Here's a bit of information about teaching in Thailand from someone with about 18 years experience in doing so:
1.  There are two types of teaching jobs here.  There is teaching at a Language School, which does not require any particular degree, though some experience or a TEFL course of some kind might be required by your employer.  The students at Language Schools are usually working adults who need to improve their English for their jobs, or students of all ages who want extra lessons or help with their homework.  

The pluses - no teaching degree is required and you usually will teach small groups, rather than a class of 50 bored 10 year olds.  
You will teach mostly in the evenings or on the weekends.
The minuses - The Labor Dept. will probably want to see a BA or BS degree before issuing a Work Permit.  Also, as most Thai Companies are required to have 4 Thai employees for every 1 foreign employee, they may be unable to get you a Work Permit or the proper visa.  Working on a tourist visa is not recommended, but many people do it.

2.  The other kind of teaching is at a regular school - either a government school or at a private school or in the EP program of a government school.  You might want to work at a government school for a year or so, just to test your stamina and your ability to survive the horrible conditions.  Normal pay is about 30K baht per month.
Private schools range from being marginally better than a government school up to proper International Schools.  In order to teach at an International School, you need to be a certified teacher in your home country.

Most private schools and EP programs at good government schools, have smaller classes - 20 to 25 students, instead of 40 to 50 - air conditioned classrooms, projectors and computers in the classrooms, etc...  Starting pay is usually about 40K baht.  If you have a BS (or BSc if you are from the UK) you might be able to get a job teaching Science or Math.  Many Teflers seem to have Math phobia, so there is always a good demand for people who can teach those subjects.  As a Science teacher and a department head, I earn over 70K per month.

In order to teach in a regular school, you need a 4 year degree in any subject.  This will get you a 'waiver' or a 2 year provisional teaching license from the TCT (Teachers' Council of Thailand).  You can get up to 3 of these waivers... or 4 or 5 if the TCT loses track of how many you have had already, which happened to me.  If you are still interested in teaching after 6 years (less if you switch schools) you will need to get some sort of graduate degree in Education - either a PGCEi or a MEd or a Graduate Diploma in Teaching.  The courses offered in Bangkok vary in cost from a low of 55K to a high of over 150K and take about a year to complete.

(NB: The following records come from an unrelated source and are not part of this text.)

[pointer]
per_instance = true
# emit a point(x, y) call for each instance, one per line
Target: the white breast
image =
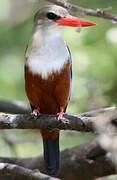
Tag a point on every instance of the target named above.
point(47, 53)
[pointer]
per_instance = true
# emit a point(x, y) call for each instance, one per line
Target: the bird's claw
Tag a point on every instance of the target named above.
point(60, 114)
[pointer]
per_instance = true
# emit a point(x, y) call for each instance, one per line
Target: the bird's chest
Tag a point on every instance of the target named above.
point(46, 56)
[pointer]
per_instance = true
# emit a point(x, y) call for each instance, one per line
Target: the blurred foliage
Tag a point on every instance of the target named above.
point(94, 57)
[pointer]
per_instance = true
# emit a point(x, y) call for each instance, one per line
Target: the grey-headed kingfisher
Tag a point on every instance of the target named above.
point(48, 73)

If you have a graduate degree or a BA in something like Hotel Management, you can get a job teaching at a university which has a number of advantages (no TCT license needed) but also some distractions (which usually wear short, tight skirts).  AO might be able to tell you more about that.

----------


## cyrille

> Normal pay is about 30K baht per month.


Exactly what it was when i first taught in Thailand in ... 1989.  :Sad: 




> If you are still interested in teaching after 6 years (*less* if you switch schools)...


'fewer'  :Wink:

----------


## PlanK

I rolled up in the zeros with my shiny new TEFL cert in hand and found myself overqualified.  The minimum standard for a job was:

1. Be white and have a pulse (ability to speak English optional)
2. Be brown and have some ability to speak English (but get paid less) 

Starting salary was a standard 30k.  Looks like it's been that way for a few decades.  Finally, something that is truly inflation resistant!  I couldn't imagine trying to live on that now.  When I was young and dumb and it was all part of the adventure it was more than doable.

----------


## armstrong

I remember saving money when I was in Chumphon on 32k. No Lazada back then and nothing in town to spend it on!

----------